Open yourself to feedback from everyone, not just certain people

It’s only human to form quick judgmental biases towards other people. However, in the workplace, this can become a problem if you are forming assumptions of others that damages your ability to form a team. You may find that your unconscious biases are sizing up another team member, rather than giving them space for their idea.

The next time you’re in a meeting or a collaborative session with a team member, notice if you’re sizing up their ideas. If so, rub your temples – where a closed state literally creates physical tension – and repeat quietly to yourself, “Open up instead of size up.” It works.

Open yourself to your own ideas

Part of the practice of becoming confident in your creativity or thought leadership is trusting your own ideas. Doing so requires you to become more aware of your own thoughts as they flit by like fish in an aquarium.

Before you ask for input from other people on an idea, observe if your inner critic has shut down your own idea. Have you written down the idea in your Idea Daybook? If not, do so. Take just five timed minutes to explore the idea and its possibilities. Doing so seeds the idea in the fertile soil of your unconscious.

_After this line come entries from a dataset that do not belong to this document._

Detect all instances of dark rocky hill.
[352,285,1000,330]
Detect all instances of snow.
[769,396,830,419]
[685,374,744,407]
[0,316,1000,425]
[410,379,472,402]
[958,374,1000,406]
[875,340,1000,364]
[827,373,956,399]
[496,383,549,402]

Before you ask someone else for input, give your unconscious two days to water it. Follow up with five minutes of writing for each of the following two days – I prefer mornings and evenings before bed where my conscious and unconscious minds communicate more freely. This builds an open trust toward your own thinking and ideas.

If you’re sizing up yourself too rigidly, you’re probably judging other people too harshly.

A smart, whole-hearted, open-minded work culture and culture at large is possible to create. And it’s necessary for our times.